The Catch goes to Rick Hasen, who makes four points about voter impersonation fraud:

There is no such thing.

The handful of documented cases in recent years involve isolated, single-individual violations, not broad attempts to steal an election.

The bulk of U.S. election fraud involves misuse of absentee ballots, not voter impersonation.

And there’s a very good reason: Voter impersonation fraud is an impractical, inefficient, and downright stupid way to try to steal an election.

This reality check is a necessary response to a kitchen sink post from the Republican National Lawyers Association, which, in accusing a study of bias, attempted a little misdirection by bringing up fraud other than voter impersonation, and even trotted out the idea that all arguments against voter ID are discredited.

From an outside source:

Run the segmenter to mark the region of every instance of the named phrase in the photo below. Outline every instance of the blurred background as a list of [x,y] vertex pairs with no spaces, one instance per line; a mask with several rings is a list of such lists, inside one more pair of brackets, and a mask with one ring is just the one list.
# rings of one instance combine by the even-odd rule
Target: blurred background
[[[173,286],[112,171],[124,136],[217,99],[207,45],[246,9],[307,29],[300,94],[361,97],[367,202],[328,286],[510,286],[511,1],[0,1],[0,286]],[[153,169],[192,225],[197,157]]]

The truth is that academic researchers have failed to find any evidence of widespread voter impersonation fraud. And not just academic researchers. If the practice was widespread, supporters of voter ID surely would have let judges who are considering the measure know. But they haven’t.

We should err in favor of making it easy to vote, rather than in favor of preventing as much fraud as possible. Reasonable people can disagree. And, yes, the hassles involved in obtaining a valid photo ID can be overstated … but they are real hassles that affect a small subgroup of the population (which just happens to support the opposite party from the one pushing these laws).

This is well-trod ground. But as long as advocates of voter ID keep pretending there’s an epidemic of voter impersonation fraud, it’s important to keep pushing back. And so: Nice catch!